# Please help with ATiTool and Vista Startup



## kpax (Jul 10, 2007)

ok so overclocked my gfx card with atitool, all is good, i told atitool to startup at windows startup so whenever i turn my computer on it will load my overclocked profile. but my problem is that in order for ATiTool to run in vista you need to run it as Admin, but programs that need to be ran as Admin cannot automatically startup and gets blocked by windows defender. 


so everytime i start windows i have to start atitool as well manually to load my overclocked settings, does anyone know how this can be done automatically eg tell wnidows defender not to block ATiTool at startup?



cheers i have the latest version which is 0.27




thanx alot in advance


----------



## mello_newf (Jul 10, 2007)

You have to disable UAC. That is the only I have found to get around it.


----------



## Kursah (Jul 10, 2007)

Yep, mellow has it right.

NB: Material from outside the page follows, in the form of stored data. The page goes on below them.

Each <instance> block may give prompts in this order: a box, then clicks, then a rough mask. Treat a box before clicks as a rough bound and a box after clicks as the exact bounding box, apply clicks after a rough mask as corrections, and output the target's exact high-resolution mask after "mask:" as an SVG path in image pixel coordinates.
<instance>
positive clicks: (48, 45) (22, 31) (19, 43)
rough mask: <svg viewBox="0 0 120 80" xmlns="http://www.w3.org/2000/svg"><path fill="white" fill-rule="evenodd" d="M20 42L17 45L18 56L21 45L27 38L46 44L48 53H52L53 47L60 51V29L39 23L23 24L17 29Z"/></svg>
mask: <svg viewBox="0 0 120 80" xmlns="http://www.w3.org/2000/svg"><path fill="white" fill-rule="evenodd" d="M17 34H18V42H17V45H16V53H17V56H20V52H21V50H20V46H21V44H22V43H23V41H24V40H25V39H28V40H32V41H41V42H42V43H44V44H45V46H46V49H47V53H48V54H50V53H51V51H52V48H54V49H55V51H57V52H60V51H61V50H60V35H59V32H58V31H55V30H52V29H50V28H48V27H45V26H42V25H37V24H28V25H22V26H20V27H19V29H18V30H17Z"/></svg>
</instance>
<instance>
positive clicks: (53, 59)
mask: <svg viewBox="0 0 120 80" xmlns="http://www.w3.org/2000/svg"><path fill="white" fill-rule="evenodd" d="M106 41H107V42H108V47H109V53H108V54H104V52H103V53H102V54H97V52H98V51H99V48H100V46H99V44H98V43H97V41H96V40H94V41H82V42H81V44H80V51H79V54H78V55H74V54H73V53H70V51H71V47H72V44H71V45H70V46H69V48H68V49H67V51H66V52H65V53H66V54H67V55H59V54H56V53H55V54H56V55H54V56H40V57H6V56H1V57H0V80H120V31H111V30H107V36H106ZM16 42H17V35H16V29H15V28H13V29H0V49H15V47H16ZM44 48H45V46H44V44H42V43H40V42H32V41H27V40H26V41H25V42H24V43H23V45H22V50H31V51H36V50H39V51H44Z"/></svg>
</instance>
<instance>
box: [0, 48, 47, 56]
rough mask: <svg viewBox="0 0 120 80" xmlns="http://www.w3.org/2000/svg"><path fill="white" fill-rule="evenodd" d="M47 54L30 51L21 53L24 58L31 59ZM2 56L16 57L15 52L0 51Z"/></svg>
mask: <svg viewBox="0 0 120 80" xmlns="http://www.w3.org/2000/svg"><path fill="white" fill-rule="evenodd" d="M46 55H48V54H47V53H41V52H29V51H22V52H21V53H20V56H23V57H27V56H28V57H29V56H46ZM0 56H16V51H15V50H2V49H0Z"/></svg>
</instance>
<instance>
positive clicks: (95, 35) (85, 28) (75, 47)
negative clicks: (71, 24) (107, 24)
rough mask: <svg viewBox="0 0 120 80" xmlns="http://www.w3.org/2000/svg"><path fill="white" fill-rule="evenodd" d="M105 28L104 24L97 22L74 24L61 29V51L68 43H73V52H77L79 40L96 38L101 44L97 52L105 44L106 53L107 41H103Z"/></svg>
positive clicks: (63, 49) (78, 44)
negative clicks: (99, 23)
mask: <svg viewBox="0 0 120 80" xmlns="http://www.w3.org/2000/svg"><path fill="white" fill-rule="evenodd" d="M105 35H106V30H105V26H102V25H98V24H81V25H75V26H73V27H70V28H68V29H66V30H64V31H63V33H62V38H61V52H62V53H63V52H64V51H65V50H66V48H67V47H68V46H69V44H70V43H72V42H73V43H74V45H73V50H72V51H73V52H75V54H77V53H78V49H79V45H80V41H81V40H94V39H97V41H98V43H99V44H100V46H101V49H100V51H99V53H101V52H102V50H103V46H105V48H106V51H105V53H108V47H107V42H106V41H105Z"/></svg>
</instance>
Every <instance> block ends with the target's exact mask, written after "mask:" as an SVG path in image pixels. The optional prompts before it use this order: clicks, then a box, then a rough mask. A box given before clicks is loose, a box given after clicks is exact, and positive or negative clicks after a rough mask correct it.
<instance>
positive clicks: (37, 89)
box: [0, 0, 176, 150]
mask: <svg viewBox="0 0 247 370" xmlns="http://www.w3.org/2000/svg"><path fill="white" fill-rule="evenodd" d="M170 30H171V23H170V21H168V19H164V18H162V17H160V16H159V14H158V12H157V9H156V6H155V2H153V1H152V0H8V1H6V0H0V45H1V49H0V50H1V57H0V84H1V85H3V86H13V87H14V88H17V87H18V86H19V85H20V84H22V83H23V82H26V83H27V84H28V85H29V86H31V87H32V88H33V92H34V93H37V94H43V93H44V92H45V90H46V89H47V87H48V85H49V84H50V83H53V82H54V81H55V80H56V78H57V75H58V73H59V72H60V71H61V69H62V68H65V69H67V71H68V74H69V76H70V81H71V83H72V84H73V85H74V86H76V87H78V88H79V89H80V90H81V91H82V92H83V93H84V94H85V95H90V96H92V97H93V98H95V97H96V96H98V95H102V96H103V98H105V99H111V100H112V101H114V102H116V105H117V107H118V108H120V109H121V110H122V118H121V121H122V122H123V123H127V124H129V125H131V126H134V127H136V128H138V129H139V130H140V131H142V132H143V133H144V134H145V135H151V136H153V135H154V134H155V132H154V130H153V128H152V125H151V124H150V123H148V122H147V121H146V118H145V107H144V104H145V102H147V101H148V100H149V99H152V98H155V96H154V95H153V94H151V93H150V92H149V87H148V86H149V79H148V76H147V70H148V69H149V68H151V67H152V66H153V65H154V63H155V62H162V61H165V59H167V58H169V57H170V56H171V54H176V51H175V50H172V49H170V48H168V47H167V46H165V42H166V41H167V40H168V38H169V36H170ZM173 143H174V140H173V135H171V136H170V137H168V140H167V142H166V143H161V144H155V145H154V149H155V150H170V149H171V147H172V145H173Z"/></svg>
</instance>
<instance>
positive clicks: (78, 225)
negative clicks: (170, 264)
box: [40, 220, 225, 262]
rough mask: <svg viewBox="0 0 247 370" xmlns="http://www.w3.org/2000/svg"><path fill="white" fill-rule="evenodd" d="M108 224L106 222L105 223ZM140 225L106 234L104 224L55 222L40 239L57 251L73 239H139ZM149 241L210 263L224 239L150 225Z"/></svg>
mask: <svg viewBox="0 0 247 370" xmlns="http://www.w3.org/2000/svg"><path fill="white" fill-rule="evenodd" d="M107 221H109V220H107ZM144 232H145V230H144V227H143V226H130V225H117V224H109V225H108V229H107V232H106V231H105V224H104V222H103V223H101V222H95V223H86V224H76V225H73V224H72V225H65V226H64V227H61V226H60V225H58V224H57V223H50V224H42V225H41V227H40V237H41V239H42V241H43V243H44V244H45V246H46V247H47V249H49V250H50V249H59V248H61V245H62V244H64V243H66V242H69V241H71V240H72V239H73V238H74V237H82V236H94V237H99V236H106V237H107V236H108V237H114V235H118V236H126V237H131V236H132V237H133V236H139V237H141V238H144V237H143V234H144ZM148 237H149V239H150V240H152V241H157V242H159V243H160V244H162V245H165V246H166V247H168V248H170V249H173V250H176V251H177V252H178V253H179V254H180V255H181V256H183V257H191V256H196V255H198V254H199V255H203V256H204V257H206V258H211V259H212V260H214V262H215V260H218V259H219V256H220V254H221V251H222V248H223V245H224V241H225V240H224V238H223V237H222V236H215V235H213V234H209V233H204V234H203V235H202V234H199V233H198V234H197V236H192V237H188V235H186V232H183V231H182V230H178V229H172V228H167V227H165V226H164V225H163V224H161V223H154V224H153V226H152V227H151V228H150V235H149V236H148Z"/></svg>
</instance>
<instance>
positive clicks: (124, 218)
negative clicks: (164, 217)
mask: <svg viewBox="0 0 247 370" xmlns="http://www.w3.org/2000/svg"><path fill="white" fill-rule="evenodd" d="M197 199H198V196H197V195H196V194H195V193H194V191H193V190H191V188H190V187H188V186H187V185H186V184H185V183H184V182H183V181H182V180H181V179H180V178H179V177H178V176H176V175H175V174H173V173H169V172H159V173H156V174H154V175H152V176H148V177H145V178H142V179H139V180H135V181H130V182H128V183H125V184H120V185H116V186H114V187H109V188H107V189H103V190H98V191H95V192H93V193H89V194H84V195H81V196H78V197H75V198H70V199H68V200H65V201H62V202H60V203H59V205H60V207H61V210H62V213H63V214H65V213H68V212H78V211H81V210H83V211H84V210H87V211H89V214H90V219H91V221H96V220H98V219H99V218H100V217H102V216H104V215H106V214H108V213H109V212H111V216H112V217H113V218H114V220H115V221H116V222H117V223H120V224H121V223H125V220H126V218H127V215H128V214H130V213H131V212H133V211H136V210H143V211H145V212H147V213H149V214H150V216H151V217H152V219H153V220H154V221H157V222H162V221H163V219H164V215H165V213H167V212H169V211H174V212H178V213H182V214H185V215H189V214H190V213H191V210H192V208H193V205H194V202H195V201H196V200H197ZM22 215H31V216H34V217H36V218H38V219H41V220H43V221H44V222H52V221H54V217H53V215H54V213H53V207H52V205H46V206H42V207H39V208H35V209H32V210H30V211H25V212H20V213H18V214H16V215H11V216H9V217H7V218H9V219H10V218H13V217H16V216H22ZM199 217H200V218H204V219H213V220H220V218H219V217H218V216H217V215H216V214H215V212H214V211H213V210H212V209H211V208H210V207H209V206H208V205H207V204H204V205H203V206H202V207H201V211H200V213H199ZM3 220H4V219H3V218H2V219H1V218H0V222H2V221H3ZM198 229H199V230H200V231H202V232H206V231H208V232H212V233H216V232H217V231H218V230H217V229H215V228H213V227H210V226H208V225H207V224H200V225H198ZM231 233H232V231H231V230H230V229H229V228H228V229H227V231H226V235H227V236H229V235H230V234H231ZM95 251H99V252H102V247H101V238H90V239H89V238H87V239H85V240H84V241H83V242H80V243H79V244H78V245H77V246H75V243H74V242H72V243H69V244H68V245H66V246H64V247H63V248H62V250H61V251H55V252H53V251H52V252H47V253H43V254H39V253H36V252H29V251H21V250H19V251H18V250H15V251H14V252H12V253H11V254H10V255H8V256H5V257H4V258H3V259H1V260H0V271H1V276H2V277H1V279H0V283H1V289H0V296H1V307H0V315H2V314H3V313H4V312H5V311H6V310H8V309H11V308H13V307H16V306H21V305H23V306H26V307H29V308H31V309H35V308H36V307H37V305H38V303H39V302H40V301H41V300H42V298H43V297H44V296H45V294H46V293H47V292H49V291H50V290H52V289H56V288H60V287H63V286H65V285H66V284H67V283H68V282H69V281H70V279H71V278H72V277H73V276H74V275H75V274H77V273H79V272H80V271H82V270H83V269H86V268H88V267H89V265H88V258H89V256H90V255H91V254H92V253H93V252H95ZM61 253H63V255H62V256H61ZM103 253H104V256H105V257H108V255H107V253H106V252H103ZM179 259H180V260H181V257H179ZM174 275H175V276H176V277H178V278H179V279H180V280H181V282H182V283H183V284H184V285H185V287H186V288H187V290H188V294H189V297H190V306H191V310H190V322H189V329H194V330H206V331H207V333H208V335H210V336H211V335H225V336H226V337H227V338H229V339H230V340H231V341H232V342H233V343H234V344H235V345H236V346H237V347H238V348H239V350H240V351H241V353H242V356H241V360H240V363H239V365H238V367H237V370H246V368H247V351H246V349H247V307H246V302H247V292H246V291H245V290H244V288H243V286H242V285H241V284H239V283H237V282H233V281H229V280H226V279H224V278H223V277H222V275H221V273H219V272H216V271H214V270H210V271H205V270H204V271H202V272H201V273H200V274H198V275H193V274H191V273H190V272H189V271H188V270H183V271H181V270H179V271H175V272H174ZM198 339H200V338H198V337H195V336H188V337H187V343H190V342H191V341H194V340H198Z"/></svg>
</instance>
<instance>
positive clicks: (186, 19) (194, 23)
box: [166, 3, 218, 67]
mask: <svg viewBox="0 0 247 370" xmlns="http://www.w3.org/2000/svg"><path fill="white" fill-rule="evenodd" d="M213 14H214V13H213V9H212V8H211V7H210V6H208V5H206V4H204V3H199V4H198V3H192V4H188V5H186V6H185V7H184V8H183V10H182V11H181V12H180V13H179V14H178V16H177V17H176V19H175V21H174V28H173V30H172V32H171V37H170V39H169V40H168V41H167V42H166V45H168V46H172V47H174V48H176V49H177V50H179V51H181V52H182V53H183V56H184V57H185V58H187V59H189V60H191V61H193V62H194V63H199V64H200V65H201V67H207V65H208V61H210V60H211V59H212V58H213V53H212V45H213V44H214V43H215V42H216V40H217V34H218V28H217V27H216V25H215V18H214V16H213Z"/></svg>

Click your avatar in the Start Menu, the bottom option should be to turn on or off User Account Control (UAC). This will require a restart and you should be good to go! 

Weird thing, my local NBC station is KPAX. Just thought I'd throw that out there!


----------



## kpax (Jul 10, 2007)

OK thanx alot for the replies, im kind of a computer noob lol, what side effects does disabling UAC have?


----------



## Kursah (Jul 10, 2007)

You don't have to allow everything you do...that's the biggest thing I noticed. Makes Vista less annoying to deal with in my opinion. I never really researched what all it affects, but enjoy it turned off.


----------



## mello_newf (Jul 10, 2007)

It stops windows from asking you to allow or deny access to everything im sure you have noticed it so it's less annoying but less secure but it's not hard to keep yourself safe just watch what your instilling on your computer like what you would do in XP.


----------



## kpax (Jul 10, 2007)

ok i get it now thanx alot for the replies


----------